Il nous semble en effet indéniable que l’existentialisme ait marqué Cortázar, notamment pour la conception du personnage d’Horacio : ses fleuves métaphysiques ne sont-ils pas proches des angoisses d’un Roquentin, par exemple ? Lorsqu’il rencontre Morelli, ne lit-on pas :

‘–Usted escribe, supongo.
–No –dijo Oliveira–. Qué voy a escribir, para eso hay que tener alguna certidumbre de haber vivido.
–La existencia precede a la esencia –dijo Morelli sonriendo.
–Si quiere. 204

Or, on le sait, « l’existence précède l’essence » est l’une des phrases de Sartre les plus connues 205 .

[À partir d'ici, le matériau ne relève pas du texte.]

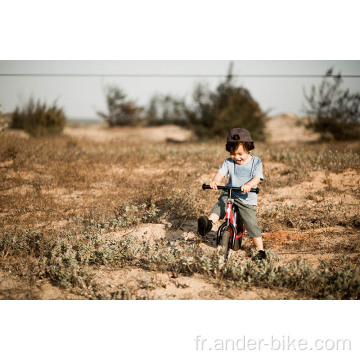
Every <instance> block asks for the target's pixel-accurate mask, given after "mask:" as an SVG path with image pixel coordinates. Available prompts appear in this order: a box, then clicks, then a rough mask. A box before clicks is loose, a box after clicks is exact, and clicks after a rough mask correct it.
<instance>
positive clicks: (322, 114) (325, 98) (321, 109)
mask: <svg viewBox="0 0 360 360" xmlns="http://www.w3.org/2000/svg"><path fill="white" fill-rule="evenodd" d="M342 84H343V80H342V77H341V73H338V74H337V75H334V70H333V69H329V70H328V71H327V72H326V74H325V76H324V78H323V80H322V82H321V84H320V86H319V87H318V88H317V87H315V86H312V88H311V92H310V94H309V95H307V94H306V93H305V94H304V95H305V100H306V107H305V113H306V115H307V117H308V124H307V125H308V127H309V128H311V129H313V130H314V131H316V132H318V133H319V134H320V135H321V138H322V139H323V140H332V139H334V140H354V139H360V94H359V93H350V91H349V90H348V89H345V88H343V86H342Z"/></svg>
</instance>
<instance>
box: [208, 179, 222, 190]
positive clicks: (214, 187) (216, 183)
mask: <svg viewBox="0 0 360 360" xmlns="http://www.w3.org/2000/svg"><path fill="white" fill-rule="evenodd" d="M218 185H220V181H210V187H211V188H212V189H213V190H217V187H218Z"/></svg>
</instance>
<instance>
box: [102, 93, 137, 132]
mask: <svg viewBox="0 0 360 360" xmlns="http://www.w3.org/2000/svg"><path fill="white" fill-rule="evenodd" d="M106 104H107V108H108V114H105V113H103V112H98V115H99V116H101V117H102V118H103V119H104V120H105V121H106V122H107V123H108V124H109V126H111V127H113V126H136V125H139V124H141V123H142V122H143V121H144V118H143V116H142V112H143V108H141V107H138V106H137V105H136V104H135V103H134V102H133V101H131V100H127V95H126V93H125V92H124V91H123V90H122V89H120V88H118V87H116V86H110V87H108V89H107V95H106Z"/></svg>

Pourtant, il serait naïf de croire que cette influence de la philosophie sartrienne sur Cortázar ne tienne qu’à la seule traduction de l’ouvrage de Stern. Il faut plutôt comprendre qu’il a été choisi pour cette traduction justement parce qu’il était déjà très compétent sur la philosophie de Sartre. En effet, il a rédigé la « reseña » sur La Naúsea que nous avons déjà mentionnée, mais aussi une autre sur Kierkegaard y la filosofía existencial de Léon Chestov. Mais le plus remarquable est sans doute la veine clairement existentialiste de Teoría del túnel, écrit en 1947. A cette date, Cortázar avait déjà lu non seulement Sartre, mais aussi Kierkegaard, Heidegger et Gabriel Marcel, cités à maintes reprises. Il n’est qu’à regarder le sous-titre de Teoría del túnel : Notas para una ubicación del surrealismo y del existencialismo. L’épigraphe est d’ailleurs une citation des Mouches de Sartre. Les chapitres sept, huit et neuf sont essentiellement consacrés à l’existentialisme, et le roman y est conçu finalement comme un moyen d’action. C’est déjà la formulation d’un projet d’efficacité pour la littérature, projet qui se concrétisera –et à quel point– dans Rayuela.

Notes
199.

Voir en cela les lettres à Natacha et Fredi Guthmann datées de 1951, p. 251 à 264 de Cartas.

200.

Voir p. 106-108 de Obra Crítica 2.

201.

Voir Miguel Herráez, Julio Cortázar, Intitució Alfons el Magnánim, Diputació de Valencia, 2001, p. 98-99.

202.

Par exemple, si notre projet est de percer un tunnel dans une montagne, cette dernière sera perçue comme un obstacle. Si au contraire notre projet est d’avoir une belle vue du paysage, la montagne nous y aidera.

203.

Rayuela, p. 168. « Wong dit que Jung était emballé par le Bardo, dit Ronald. On le comprend et les existentialistes aussi devraient le lire à fond. Écoute ça, au moment où on juge le mort, le Roi lui tend un miroir mais ce miroir c’est le Karma. La somme des actes du mort, tu te rends compte. Et le mort y voit reflétées toutes ses actions, les bonnes et les mauvaises, mais ce reflet ne correspond à aucune réalité, il n’est que la projection d’images mentales… Tu comprends qu’il y avait de quoi laisser baba le vieux Jung. Le Roi des morts regarde le miroir mais en fait c’est dans ta mémoire qu’il regarde. Peut-on imaginer meilleure description de la psychanalyse ? Et il y a quelque chose de plus extraordinaire encore, ma chérie, c’est que le jugement que prononce le Roi n’est pas le sien mais le tien propre. Tu te juges toi-même sans le savoir. Tu ne trouves pas qu’au fond Sartre devrait aller vivre à Lhassa ? » (Trad. L. G.-B., Marelle, p. 169).

204.

Rayuela, p.554-555. « ­­Et vous, vous écrivez, je suppose ?/ ­–Non, dit Oliveira. Pensez-vous, pour cela il faudrait avoir quelque certitude d’avoir vécu./ –L’existence précède l’essence, dit Morelli en souriant./ –Si vous voulez. » (Trad. F. R., Marelle, p. 583).

205.

Voir par exemple La filosofía de Sartre y el psicoanálisis existencialista, p. 19 et 37.